Within each type there is a further distinction between attribute filters, which work on the attributes in the datasets, and instance filters, which work on the instances. To learn more about a particular filter, select it in the WEKA Explorer and look at its associated object editor, which defines what the filter does and the parameters it takes.

Learning algorithms

On the Classify panel, when you select a learning algorithm using the Choose button the command-line version of the classifier appears in the line beside the button, including the parameters specified with minus signs. To change them, click that line to get an appropriate object editor. The classifiers in WEKA are divided into Bayesian classifiers, trees, rules, functions, lazy classifiers, meta classifiers, and a final miscellaneous category.
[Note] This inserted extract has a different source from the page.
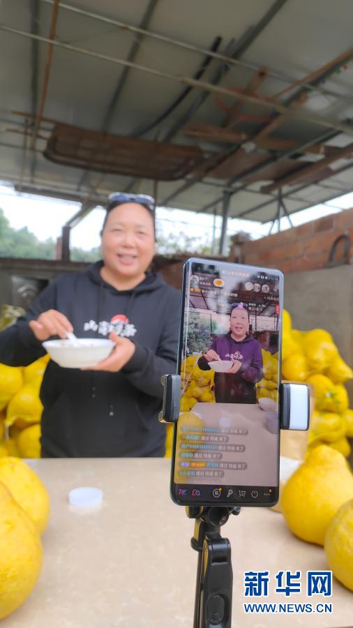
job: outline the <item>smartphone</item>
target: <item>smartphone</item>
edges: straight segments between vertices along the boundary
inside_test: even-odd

Metalearning algorithms take classifiers and turn them into more powerful learners, or retarget them for other applications. They are used to perform boosting, bagging, cost-sensitive classification and learning, automatic parameter optimization, and many other tasks. We already mentioned FilteredClassifier: it runs a classifier on data that has been passed through a filter, which is a parameter. The filter’s own parameters are based exclusively on the training data, which is the appropriate way to apply a supervised filter to test data.

Attribute selection

Attribute selection can be performed in the Explorer’s Select attributes tab. It is normally done by searching the space of attribute subsets, evaluating each one. A potentially faster but less accurate approach is to evaluate the attributes individually and sort them, discarding attributes that fall below a chosen cut-off point. WEKA supports both methods.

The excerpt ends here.